La première est celle des primes versées au ministère de l’intérieur quand Claude Guéant était ministre. Ces primes versées en liquide, qui n’apparaissent pas dans quelque comptabilité que ce soit, non imposables, ont quelque chose d’illégal. Claude Guéant interrogé par Ruth Elkrief, justifie le versement de ces primes par le fait que ça s’est toujours fait comme ça, qu’il n’a rien inventé en quelque sorte. Il a expliqué que le montant de ces rémunérations occultes dépendait du niveau de responsabilité des bénéficiaires, correspondant à leur travail. Nous savons que les fonctionnaires des différents ministères sont grassement payés. Ces primes correspondent-elles à du travail en extra ? Qui contrôle ces extras ? Les bénéficiaires eux-mêmes ? Une tradition malsaine justifie donc cette anomalie.

La deuxième affaire est celle de la présence de Manuel Valls lors de la finale de la coupe d’Europe à Munich. Le premier ministre a utilisé un avion pour ce déplacement aux frais du contribuable. Il était accompagné de cinq autres personnes et deux de ses enfants. Dans un premier temps, il n’a pas donné d’explication, au motif qu’il s’occupait d’affaires importantes. Puis, au fur et à mesure que l’affaire sans importance en prenait, il a dit qu’il était allé là-bas pour discuter, avec des membres de la FIFA, probablement de la corruption pour l’attribution des coupes du monde. Il a été photographié avec Platini qui a déclaré dans un premier temps, avoir été contacté par le bureau du premier ministre. Un peu plus tard, la version avait légèrement changé. C’est Michel Platini qui avait invité Valls. Ensuite Platini a dit qu’il avait promis à Valls qu’il l’inviterait si le FC Barcelone était qualifié pour la finale.

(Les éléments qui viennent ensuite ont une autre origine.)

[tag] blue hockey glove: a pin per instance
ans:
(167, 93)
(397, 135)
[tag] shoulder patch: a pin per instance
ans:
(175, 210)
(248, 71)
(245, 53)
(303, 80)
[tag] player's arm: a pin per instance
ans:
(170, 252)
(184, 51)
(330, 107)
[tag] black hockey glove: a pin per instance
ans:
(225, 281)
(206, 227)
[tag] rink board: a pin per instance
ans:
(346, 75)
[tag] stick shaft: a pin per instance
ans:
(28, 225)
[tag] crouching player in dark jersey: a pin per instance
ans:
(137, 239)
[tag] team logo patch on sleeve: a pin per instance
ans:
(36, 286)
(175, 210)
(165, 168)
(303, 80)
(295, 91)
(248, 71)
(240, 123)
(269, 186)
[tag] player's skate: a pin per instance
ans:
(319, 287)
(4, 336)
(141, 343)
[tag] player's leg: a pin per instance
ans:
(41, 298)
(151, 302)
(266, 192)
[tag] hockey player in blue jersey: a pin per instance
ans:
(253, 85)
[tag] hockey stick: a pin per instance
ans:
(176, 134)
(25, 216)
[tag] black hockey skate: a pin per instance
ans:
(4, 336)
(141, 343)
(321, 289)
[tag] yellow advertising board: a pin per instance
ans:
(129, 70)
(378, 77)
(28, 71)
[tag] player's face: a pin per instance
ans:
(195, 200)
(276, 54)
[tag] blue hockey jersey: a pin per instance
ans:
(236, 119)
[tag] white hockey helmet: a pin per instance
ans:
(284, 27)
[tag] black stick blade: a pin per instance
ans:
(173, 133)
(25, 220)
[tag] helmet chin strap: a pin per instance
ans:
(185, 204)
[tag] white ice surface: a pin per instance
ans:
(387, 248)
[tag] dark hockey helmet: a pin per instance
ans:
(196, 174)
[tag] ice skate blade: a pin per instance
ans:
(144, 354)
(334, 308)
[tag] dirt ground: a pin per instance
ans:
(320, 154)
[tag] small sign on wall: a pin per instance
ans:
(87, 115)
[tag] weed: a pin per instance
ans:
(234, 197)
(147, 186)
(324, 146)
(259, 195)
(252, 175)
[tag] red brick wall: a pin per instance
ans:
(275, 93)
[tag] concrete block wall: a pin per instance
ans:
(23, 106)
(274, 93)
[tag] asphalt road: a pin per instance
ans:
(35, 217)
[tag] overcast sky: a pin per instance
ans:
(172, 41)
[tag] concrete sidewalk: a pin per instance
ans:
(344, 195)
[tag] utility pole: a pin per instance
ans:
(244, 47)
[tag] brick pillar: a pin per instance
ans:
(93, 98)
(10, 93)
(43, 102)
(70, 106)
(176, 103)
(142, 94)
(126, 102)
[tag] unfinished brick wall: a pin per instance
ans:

De modification en modification, on justifie ce voyage aux frais du contribuable. Si la FIFA par l’intermédiaire de Platini a invité Valls, elle aurait dû aussi lui payer le voyage.
Le pauvre type qui rentre chez lui après une dure journée de labeur, ne va pas chercher midi à quatorze heures, il gobe tout ça, et il ira déposer son bulletin Soit pour Sarko ou un LR, soit pour Hollande ou un autre socialo à la présidentielle de 2017.